EconomyFinancial"Without a bottle there is no beer": the lack...

"Without a bottle there is no beer": the lack of glass hits the artisans

Craft brewers are also hit by supply chain disruptions and have been experiencing a shortage of glass bottles since last year. The first consequence has been gaps in production and lower product sales.

Artisanal producers have chosen to stop their production, as one of the first measures to deal with the shortage, which seems to be one of the problems that will continue this year.

Alejo Magallanes, president of the Mexican Brewing Association (Acermex), explains that a large number of producers buy bottles from Owens-Illinois, a company that has been affected by the shortage of glass in the world. This has pushed them to look at other providers, such as Fivsa, a company located in Mexicali, Baja California.

“I have been talking to suppliers, as president of Acermex, to have a little light, because without bottles there is no beer and the shortage of glass can stop us all,” says Magallanes, who is also co-founder and director of Cervecería Loba . “It has been an ordeal, it is an issue that comes from the pandemic and from what is happening in China, and that is hitting us harder and harder and the outlook does not look better,” he says.

The rupture in the supply of glass is a situation that has been generated in China, where the suppliers of this raw material have had to stop production to comply with the regulations that the government has imposed on companies to meet goals. to mitigate their negative impact on the environment.

In the craft industry, 71.47% of the product is packaged in a 355-milliliter glass bottle, 25.09% in a returnable barrel, 1.03% in a non-returnable barrel, 0.69% in a 600-milliliter bottle or can, and 1.03% in others. , according to the latest data from Acermex.

Considering the large beer groups, 40% of the liquid is packaged in non-returnable bottles, 23.9% in returnable and 36.2% in cans, according to data from the National Chamber of the Beer and Malt Industry (Cerveceros de Mexico), an association that was not available to address the issue until the time of publication of this note.

Rodrigo Moncada, general director of Cervecería Allende, explains that they made consolidated purchases of containers to have in advance.

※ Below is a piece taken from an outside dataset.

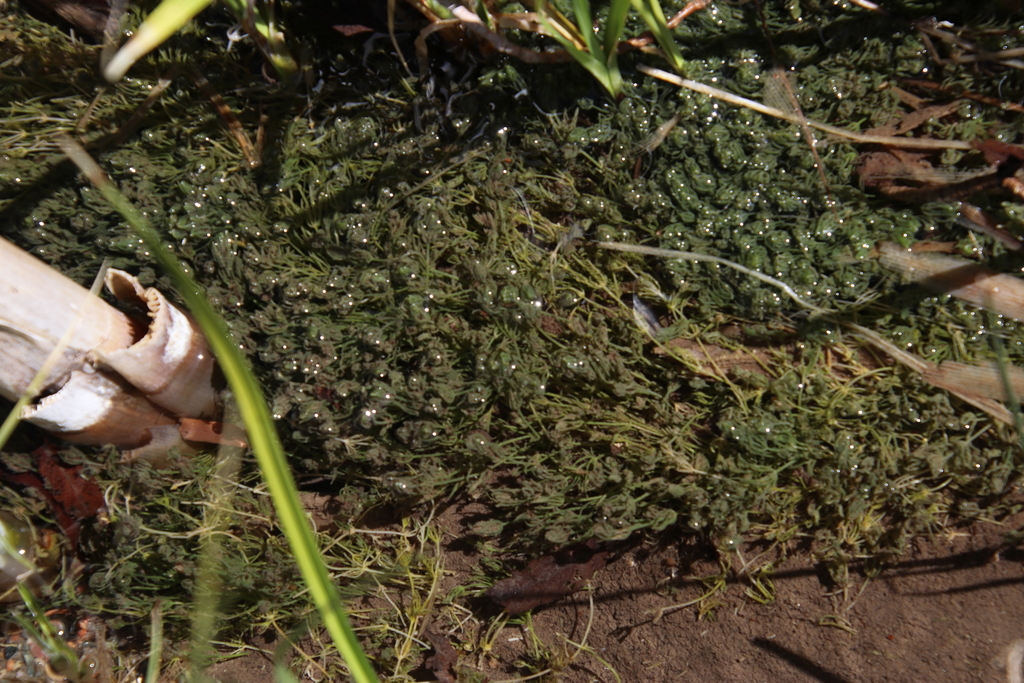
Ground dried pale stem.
[637,65,974,151]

However, they were unable to avoid production stoppages, which led to a 25% reduction in brand sales over the past year. “We can’t plan the stoppages, because the suppliers didn’t know when they would have containers available either.”

Added to this is the shortage of hops and malt that some breweries face and, although it has not yet had an impact on its price, the import of the input is affected by the rise in the cost of logistics in the world. Meanwhile, Acermex expects an exchange rate impact in the short term, given that purchases are made in dollars.

And although the shortage of glass bottles has raised their price, producers do not project an increase for final consumers. “We are holding the price, although our direct margin is being diluted, because consumption is barely recovering after the closures and confinement and, if the price rises, sales could fall. […] We are going to see how many brewers can eat that increase and which ones have to make an adjustment, although the general feeling is not to pass the ticket on to the consumer”, says Magallanes.

They go for the can

With the lack of packaging, craft beer producers have turned to an old but reliable input: cans, which have also suffered shortages and price increases due to the shortage of aluminum. Although the plan is to diversify.

Moncada, from Cervecería Allende, says that several producers are already diversifying their portfolio to add canned presentations, so having both containers will be one of the options in the short term.

“The Mexican market for craft beers is not used to canned beers, but little by little we will begin to change, not 100%, but an important part of the production. The supply of glass in Mexico is limited and you have to look outside the country, which raises costs,” he says.

And while consumers aren’t taking a swipe at cans, or even buying beer in returnable tanks, it’s restaurants where some resistance to aluminum cans could be seen. “This may be an accelerator to switch to can, although we are not totally ready. High-end restaurants don’t want to have a can of beer at their table, because of the stigma left by large beers that this is cheap beer and of lower quality,” says Magallanes.